Where do you start with Tricky? How about one of the most important albums of the ’90s. No, not Maxinquaye―we’ll get to that later―but Blue Lines, Massive Attack’s 1991 debut. It’s easy to forget that a young Adrian Thaws appeared on three tracks as Tricky Kid. Listening to the reissue released last year it’s clear that he was an integral part of the record, not a bit player. In itself, it’s an impressive achievement, but it was just the overture, the sound of one of British music’s most prolific talents clearing his pipes.

In 1993, following the release of Blue Lines, Thaw cut a track called ‘Aftermath’ with a singer he’d discovered called Martina Topley-Bird.

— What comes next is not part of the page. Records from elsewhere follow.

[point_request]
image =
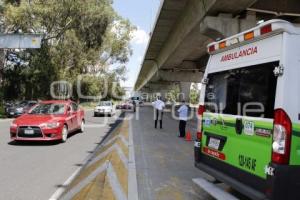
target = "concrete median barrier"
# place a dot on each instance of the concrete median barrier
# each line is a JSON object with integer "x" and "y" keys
{"x": 109, "y": 173}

However, when he played it to the Massive Attack crew, they said no thanks. Undeterred, Thaw pressed up some white labels, on the back of which he got a deal with Island Records. ‘Aftermath’ became the blueprint for Thaw’s 1994 debut album Maxinquaye, a zeitgeist-capturing collision of half-whispered raps, Topley-Bird’s golden vox and dusty hip hop beats paired with sharply chosen samples. It’s so perfectly formed it’s easy to forget it was recorded on the fly: Tricky made much of it up as he went along, and many of the vocals were first takes. Even so, the result was a crystal clear vision. To borrow the opening line from Jon Savage’s review of the 2009 reissue, “Time has not dimmed this extraordinary record.”

Tricky’s new album, False Idols, is the record he’s refused to make throughout his career, a spiritual follow-up to Maxinquaye. “My last two albums, I thought they were good, but I realise now they weren’t,” he says. “But this new album I’ll stand behind every track. I don’t care whether people like it. I’m doing what I want to do, which is what I did with my first record. That’s what made me who I was in the beginning. If people don’t like it, it don’t matter to me because I’m back where I was.” And as far as Tricky is concerned, False Idols is every bit as good as his debut, perhaps even an improvement. “This new record is better than Maxinequaye,” he confirms. “There’s no doubt in my mind.” There will be those who argue different, of course. When a record becomes a landmark, as Maxinquaye did, it’s almost impossible in some people’s minds to top it. However, what’s beyond question is that Tricky is one of British music’s national treasures, a talent who deserves his full recognition alongside the greats. And he’s back with a record to claim those rights.